- Kementerian ESDM memutuskan tidak menaikkan tarif listrik untuk periode April hingga Juni 2026 bagi seluruh golongan pelanggan.
- Keputusan diambil setelah evaluasi parameter ekonomi makro guna menjaga daya beli masyarakat serta mendukung daya saing industri.
- PLN berkomitmen memastikan keandalan pasokan listrik bagi masyarakat di tengah tantangan dinamika serta ketidakpastian kondisi geopolitik global.
Suara.com - Pemerintah melalui Kementerian Energi dan Sumber Daya Mineral (ESDM) memutuskan tidak menaikan tarif listrik untuk periode Kuartal II-2026 atau April-Juni.
Keputusan ini diambil sebagai bentuk kehadiran negara dalam menjaga daya beli masyarakat serta mendukung daya saing industri nasional.

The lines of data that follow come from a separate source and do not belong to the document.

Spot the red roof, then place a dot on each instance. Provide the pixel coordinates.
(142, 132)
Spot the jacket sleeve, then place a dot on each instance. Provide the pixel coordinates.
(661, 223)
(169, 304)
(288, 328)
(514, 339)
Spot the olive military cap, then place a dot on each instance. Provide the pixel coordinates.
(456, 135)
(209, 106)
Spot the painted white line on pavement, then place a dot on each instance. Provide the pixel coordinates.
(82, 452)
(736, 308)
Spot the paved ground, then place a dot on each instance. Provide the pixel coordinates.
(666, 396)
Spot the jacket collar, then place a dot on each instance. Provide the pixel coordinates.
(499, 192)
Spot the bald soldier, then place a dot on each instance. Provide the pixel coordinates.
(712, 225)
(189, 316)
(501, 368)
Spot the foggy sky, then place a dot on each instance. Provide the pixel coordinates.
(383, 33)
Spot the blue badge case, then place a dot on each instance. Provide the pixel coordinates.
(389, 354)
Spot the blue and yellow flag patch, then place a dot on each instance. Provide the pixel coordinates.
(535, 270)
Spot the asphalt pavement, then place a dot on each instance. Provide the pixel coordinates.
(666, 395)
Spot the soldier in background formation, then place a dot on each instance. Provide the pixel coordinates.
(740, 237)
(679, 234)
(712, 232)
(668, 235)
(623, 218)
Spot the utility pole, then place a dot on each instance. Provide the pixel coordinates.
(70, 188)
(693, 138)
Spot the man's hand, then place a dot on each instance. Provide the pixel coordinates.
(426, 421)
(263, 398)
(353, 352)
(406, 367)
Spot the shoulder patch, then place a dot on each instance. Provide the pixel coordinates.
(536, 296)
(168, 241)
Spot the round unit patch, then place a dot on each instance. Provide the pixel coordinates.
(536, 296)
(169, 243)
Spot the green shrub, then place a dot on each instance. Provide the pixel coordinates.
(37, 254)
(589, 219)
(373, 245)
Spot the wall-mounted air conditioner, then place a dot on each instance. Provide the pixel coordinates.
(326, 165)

Pelaksana Tugas (Plt) Direktur Jenderal Ketenagalistrikan Kementerian ESDM, Tri Winarno, mengatakan keputusan tersebut telah melalui evaluasi menyeluruh terhadap parameter ekonomi makro sesuai ketentuan yang berlaku.
"Masyarakat tidak perlu cemas, karena Pemerintah telah menetapkan tarif listrik periode Triwulan II tahun 2026 tetap. Penetapan ini dilakukan untuk menjaga daya beli masyarakat. Pemerintah juga mengimbau masyarakat untuk menggunakan listrik secara efisien dan bijak sebagai bagian dari upaya bersama dalam mendukung ketahanan energi nasional," ujar Tri di Jakarta, Kamis (29/3/2026).

Ada pun, Penyesuaian tarif listrik bagi pelanggan nonsubsidi mengacu pada Peraturan Menteri ESDM Nomor 7 Tahun 2024, dengan evaluasi berkala setiap tiga bulan berdasarkan perubahan kurs, ICP, inflasi, dan HBA.
Untuk Kuartal II-2026, parameter yang digunakan merupakan realisasi periode November 2025 hingga Januari 2026, yaitu kurs Rp16.743,46 per dolar Amerika Serikat, ICP USD62,78 per barel, inflasi 0,22 persen, serta HBA USD70 per ton.
Meskipun secara formula terdapat potensi perubahan tarif, Pemerintah memutuskan untuk mempertahankan tarif listrik guna menjaga stabilitas ekonomi nasional di tengah dinamika global. Kebijakan ini juga berlaku bagi pelanggan bersubsidi yang tetap mendapatkan tarif tanpa perubahan.
Direktur Utama PLN, Darmawan Prasodjo, menyampaikan bahwa PLN siap menjalankan kebijakan Pemerintah sekaligus memastikan keandalan pasokan listrik bagi seluruh pelanggan, khususnya di tengah dinamika dan ketidakpastian kondisi geopolitik global.
"Di tengah kondisi geopolitik global yang dinamis, kami mengapresiasi langkah Pemerintah yang tetap menjaga stabilitas tarif listrik pada Triwulan II 2026. Kebijakan ini memberikan kepastian bagi masyarakat dan dunia usaha, serta menunjukkan kehadiran negara dalam menjaga daya beli dan daya saing nasional," kata Darmawan.